Bioplastics and the University of Minnesota

Talking about bioplastics today jogged something in my memory from a few years back when someone shared a “fun fact” about the University of Minnesota Dining Services products being made of corn. I was amazed at the time that my plastic soft drink cup and spoon actually began as plant material. Now that I understand a little more about bioplastics I decided to look a little deeper into this “fun fact”.

According to the University Dining Services (UDS) website UDS has converted 35% of packaging in its 14 on campus dining locations (including residence halls, Coffman Marketplace and others) to biodegradable products which can be completely composted within 45 days. Several dining locations now include an additional trash bin for compost next to the bins for regular trash and recycling.

Biodegradable plastic utensils.

UDS Restauraunt in Coffman Union

UMN “Green Team” helps students sort waste into trash, compost and recycling in Coffman Union dining hall.

Tangential to this research I discovered that the University of Minnesota is actually home to the Center for Sustainable Polymers whose mission is to “transform how plastics are made and unmade through innovative research…” (Center for Sustainable Polymers website).  The CSP website describes a sustainable polymer as being made from renewable feedstocks, use less water and non-renewable energy in its production and have a smaller carbon footprint than petroleum-based plastics.  The biodegradable plastics used by UDS fall into this category.  However, my research took a surprising turn when I realized that, according to CSPs website, sustainable polymers while compostable will NOT degrade in landfills. Furthermore, while sustainable polymers are recyclable they require different processes than are currently in place for other types of plastic so no programs currently exist to recycle these plastics. When I think of all the students who take their food to go and end up throwing their compostable utensils and food packaging in regular trash receptacles I can’t help but wonder if converting to biodegradable packaging was helpful at all.

CSP Diagram for production of Traditional Polymers.
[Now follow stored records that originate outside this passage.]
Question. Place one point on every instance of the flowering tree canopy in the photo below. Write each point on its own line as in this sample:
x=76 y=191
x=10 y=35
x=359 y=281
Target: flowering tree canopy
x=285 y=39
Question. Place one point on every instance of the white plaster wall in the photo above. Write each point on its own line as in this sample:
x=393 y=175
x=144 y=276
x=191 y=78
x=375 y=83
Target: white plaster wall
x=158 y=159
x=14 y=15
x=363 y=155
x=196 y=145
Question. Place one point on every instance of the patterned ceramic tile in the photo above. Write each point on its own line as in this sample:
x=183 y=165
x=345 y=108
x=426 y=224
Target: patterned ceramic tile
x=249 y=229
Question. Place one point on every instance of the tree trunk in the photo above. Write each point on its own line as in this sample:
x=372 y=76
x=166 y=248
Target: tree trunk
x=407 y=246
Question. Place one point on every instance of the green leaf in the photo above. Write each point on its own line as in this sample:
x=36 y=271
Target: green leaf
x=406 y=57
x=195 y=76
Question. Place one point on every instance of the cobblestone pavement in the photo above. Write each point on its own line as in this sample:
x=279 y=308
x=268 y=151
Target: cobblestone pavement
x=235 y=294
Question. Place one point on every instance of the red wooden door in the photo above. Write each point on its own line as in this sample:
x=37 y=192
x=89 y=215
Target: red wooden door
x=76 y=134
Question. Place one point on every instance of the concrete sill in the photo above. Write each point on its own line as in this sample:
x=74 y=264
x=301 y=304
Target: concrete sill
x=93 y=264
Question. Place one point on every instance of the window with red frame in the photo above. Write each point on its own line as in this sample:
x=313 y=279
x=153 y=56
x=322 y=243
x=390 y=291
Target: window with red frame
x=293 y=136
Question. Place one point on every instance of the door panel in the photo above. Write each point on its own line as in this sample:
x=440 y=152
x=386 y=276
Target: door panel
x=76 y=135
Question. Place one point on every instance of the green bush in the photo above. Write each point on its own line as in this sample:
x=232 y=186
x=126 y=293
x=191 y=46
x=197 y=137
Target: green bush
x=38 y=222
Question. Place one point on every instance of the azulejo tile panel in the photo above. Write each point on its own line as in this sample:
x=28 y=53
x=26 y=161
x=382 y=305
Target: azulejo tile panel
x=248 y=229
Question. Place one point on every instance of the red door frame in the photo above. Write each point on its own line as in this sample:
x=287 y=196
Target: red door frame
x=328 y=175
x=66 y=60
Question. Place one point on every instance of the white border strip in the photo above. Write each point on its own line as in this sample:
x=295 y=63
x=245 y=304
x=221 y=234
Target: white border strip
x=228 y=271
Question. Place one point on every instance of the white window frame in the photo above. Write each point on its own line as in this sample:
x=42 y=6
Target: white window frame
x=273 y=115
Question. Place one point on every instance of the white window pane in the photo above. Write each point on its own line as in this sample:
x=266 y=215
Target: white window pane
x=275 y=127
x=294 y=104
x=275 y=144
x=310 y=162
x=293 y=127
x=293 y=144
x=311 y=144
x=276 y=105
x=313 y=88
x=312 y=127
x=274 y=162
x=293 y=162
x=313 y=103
CSP Diagram for production of Sustainable Polymers

I think these discoveries are an important lesson in how certain sustainable initiatives can seem like a great idea up front but there are many aspects of the system beyond implementation that need to be considered if they are going to be successful. Regardless I was glad to learn that the University of Minnesota is taking steps in the right direction and that the Center for Sustainable Polymers is working to better integrate bioplastics into current waste and reuse cycles.